Аксакалу было тяжело. Нога в гипсе, а после операции надо бы двигаться поактивней, чтобы спаек не было, да и боялись пневмонии. Родственники остались в ауле, ухаживать некому. Санитарки и сёстры помогали как могли, но тут надо же ещё судно подавать, и всё такое. Аксакал и слышать не хотел, чтобы женщины помогали ему, сам да сам.
Потом всё разрешилось само по себе. Пациенты взяли шефство над ним. Кто-то кормил с ложки, кто подносил судно, а кто обмывал тело. Заставляли дышать, делать дыхательную гимнастику. Меня умиляло это. Я тогда был совсем молод, и нам в школе нашу историю преподавали по-другому. А истинную историю мне рассказал кореец, взрослый мужчина лет пятидесяти, которому я удалил желчный пузырь.
Он рассказал, как всю его семью этапировали с Дальнего востока вместе с тысячами таких же корейцев. Тогда имена у них были корейские и, когда спросили его как зовут, он назвал настоящее.
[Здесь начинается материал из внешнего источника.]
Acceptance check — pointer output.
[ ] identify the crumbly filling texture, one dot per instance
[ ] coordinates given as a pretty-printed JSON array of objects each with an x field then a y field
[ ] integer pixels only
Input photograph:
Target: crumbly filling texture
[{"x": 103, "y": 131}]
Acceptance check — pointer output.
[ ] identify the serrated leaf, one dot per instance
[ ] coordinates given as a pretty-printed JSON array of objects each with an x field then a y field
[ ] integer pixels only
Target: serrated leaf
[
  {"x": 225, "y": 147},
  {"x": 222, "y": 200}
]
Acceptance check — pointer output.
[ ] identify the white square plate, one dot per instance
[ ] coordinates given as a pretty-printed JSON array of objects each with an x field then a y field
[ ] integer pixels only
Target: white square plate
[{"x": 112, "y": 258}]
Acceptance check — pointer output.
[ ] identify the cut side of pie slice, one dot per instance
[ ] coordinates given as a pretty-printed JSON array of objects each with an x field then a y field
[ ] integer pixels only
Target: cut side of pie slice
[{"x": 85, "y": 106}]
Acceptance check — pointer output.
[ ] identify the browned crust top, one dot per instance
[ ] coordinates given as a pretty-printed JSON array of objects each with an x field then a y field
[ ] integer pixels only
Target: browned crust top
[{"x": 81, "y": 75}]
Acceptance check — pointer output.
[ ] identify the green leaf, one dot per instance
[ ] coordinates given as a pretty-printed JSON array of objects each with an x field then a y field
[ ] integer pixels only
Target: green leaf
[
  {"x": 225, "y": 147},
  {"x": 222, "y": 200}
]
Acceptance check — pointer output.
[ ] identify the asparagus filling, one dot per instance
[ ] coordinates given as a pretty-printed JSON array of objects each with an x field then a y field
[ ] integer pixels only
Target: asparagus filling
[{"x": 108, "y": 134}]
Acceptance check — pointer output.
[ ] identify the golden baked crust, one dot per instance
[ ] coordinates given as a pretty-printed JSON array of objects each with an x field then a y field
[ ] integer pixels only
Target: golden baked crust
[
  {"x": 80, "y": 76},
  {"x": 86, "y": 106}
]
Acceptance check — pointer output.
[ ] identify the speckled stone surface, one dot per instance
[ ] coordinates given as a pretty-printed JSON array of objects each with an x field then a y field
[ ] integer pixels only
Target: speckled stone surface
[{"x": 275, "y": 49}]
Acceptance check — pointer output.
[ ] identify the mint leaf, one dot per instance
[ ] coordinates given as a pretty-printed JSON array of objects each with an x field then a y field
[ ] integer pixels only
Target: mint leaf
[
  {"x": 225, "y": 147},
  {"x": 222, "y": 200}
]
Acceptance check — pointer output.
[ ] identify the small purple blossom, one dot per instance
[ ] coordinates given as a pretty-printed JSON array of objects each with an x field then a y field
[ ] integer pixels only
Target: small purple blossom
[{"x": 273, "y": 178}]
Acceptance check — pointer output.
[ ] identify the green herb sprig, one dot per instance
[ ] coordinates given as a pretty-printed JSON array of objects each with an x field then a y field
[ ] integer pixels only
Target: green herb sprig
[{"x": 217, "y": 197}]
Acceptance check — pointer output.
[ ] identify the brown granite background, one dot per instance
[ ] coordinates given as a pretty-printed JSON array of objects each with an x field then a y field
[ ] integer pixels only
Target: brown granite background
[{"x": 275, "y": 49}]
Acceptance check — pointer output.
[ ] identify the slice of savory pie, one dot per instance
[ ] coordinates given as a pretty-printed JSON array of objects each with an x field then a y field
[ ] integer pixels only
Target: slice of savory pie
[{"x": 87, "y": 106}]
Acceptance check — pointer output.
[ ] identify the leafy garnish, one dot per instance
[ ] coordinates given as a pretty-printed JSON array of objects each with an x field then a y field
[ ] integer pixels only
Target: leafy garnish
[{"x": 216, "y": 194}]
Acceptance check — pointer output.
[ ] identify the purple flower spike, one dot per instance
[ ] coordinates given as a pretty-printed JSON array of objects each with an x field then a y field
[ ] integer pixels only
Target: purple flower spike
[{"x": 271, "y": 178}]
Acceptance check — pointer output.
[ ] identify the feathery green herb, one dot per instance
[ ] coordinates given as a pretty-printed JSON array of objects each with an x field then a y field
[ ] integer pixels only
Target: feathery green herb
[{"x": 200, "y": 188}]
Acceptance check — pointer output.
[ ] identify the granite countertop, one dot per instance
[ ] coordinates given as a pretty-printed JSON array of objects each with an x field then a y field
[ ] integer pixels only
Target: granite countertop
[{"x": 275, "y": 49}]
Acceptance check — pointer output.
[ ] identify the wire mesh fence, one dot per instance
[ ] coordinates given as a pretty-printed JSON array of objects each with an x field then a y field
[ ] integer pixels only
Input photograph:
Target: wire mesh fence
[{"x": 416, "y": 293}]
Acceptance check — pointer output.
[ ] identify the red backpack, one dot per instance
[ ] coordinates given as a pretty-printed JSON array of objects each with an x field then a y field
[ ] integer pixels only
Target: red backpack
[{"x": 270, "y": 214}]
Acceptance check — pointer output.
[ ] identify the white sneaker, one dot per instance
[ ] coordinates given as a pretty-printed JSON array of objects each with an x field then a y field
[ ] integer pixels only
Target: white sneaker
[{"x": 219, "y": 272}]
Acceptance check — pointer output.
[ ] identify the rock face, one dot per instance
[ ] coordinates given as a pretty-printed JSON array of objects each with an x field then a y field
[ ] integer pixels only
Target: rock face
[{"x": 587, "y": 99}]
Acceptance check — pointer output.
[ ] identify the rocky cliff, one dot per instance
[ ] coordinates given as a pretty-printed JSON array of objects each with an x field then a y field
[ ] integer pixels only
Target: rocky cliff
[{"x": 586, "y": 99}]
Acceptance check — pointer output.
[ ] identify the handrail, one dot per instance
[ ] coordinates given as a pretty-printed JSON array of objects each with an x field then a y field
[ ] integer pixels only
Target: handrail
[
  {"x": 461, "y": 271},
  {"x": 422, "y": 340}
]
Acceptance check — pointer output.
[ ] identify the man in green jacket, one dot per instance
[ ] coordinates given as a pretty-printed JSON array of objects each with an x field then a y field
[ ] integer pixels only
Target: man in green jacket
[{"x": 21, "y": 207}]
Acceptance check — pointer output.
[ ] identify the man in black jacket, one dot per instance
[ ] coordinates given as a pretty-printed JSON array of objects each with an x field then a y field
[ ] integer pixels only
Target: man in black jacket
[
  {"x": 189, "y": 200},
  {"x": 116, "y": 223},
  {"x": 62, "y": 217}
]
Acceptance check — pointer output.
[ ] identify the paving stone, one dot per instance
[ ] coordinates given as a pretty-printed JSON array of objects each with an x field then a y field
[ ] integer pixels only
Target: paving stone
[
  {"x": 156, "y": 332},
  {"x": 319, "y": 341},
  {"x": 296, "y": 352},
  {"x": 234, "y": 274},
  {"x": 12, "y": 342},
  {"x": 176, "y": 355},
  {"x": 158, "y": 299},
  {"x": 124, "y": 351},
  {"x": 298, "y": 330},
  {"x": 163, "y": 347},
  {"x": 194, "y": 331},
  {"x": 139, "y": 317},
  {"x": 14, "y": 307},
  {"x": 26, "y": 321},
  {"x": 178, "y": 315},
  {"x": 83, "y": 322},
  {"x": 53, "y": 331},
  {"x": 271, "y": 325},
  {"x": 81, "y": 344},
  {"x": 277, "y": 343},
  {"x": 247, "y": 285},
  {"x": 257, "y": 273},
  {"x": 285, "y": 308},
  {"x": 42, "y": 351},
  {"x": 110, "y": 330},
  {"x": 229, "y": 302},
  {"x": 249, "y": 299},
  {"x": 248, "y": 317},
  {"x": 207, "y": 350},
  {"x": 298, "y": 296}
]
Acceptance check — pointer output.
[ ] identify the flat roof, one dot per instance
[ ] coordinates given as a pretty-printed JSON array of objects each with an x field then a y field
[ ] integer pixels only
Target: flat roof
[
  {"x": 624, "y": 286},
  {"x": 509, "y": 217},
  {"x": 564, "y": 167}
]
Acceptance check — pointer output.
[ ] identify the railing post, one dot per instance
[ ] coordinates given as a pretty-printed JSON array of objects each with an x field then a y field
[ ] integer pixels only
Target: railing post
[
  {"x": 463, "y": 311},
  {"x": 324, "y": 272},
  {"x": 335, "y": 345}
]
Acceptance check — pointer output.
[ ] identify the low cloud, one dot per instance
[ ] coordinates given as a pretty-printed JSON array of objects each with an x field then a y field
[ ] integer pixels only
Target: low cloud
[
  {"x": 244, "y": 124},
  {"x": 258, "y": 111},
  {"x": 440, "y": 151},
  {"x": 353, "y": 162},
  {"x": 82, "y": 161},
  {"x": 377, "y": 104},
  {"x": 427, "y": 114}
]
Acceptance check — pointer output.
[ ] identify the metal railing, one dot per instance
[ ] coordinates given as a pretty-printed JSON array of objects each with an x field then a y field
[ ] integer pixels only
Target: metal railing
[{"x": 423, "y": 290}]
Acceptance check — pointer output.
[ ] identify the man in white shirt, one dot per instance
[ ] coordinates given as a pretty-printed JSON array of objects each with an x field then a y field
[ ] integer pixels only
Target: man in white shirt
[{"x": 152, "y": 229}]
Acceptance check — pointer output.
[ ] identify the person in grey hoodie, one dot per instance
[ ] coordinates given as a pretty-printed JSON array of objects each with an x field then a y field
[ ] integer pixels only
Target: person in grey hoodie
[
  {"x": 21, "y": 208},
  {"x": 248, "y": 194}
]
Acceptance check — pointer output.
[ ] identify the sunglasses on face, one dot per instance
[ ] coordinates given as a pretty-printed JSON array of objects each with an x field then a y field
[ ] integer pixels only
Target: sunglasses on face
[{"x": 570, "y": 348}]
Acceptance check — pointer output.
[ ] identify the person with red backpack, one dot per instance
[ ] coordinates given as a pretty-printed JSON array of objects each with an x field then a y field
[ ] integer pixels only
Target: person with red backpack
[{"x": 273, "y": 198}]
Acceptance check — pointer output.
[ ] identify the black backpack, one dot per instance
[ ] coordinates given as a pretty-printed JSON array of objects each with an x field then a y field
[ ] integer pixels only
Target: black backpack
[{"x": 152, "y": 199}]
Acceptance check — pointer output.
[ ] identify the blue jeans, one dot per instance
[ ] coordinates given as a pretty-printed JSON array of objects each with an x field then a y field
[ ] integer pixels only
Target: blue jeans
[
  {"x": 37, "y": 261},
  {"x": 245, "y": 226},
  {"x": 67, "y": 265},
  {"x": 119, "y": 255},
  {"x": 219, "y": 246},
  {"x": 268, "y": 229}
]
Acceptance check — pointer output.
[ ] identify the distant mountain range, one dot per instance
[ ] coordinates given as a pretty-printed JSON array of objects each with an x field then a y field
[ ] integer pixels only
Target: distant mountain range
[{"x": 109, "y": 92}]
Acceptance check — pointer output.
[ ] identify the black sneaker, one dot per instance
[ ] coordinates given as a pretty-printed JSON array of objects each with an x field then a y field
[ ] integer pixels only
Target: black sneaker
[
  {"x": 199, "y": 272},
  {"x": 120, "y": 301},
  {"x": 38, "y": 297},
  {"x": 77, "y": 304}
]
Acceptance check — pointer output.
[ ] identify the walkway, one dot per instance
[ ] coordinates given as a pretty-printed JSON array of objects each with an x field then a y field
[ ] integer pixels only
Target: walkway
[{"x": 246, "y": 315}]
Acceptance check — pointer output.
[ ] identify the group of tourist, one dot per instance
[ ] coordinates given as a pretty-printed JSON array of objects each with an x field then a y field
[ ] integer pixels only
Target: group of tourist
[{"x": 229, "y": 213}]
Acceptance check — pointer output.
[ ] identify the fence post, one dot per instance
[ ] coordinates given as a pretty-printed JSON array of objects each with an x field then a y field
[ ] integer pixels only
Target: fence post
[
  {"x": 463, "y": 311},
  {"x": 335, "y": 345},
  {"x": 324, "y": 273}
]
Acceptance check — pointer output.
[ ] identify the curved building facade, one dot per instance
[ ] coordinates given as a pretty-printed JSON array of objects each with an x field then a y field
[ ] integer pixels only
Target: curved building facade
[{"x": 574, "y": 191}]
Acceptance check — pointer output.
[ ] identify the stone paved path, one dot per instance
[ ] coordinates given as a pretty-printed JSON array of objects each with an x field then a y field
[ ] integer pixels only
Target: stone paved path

Офицер долго не мог повторить его корейское имя и, рассердившись, взял календарь и спросил, когда родился мой пациент. Он назвал месяц. Офицер пролистал настенный календарь и обнаружил, что в том месяце родился Калинин Михаил Иванович. Вот так мой пациент и стал Хан Михаилом Ивановичем. Их привезли в казахстанские степи и выбросили почти на погибель. Многие умерли по дороге от голода и холода. А тех, кто добрался до места, спасли вот такие вот аксакалы-чабаны, делясь последним. Ту самую страшную и холодную зиму они пережили, живя в маленьких и низких саманных домиках таких вот стариков. Говоря это, мой пациент вытирал скупую мужскую слезу.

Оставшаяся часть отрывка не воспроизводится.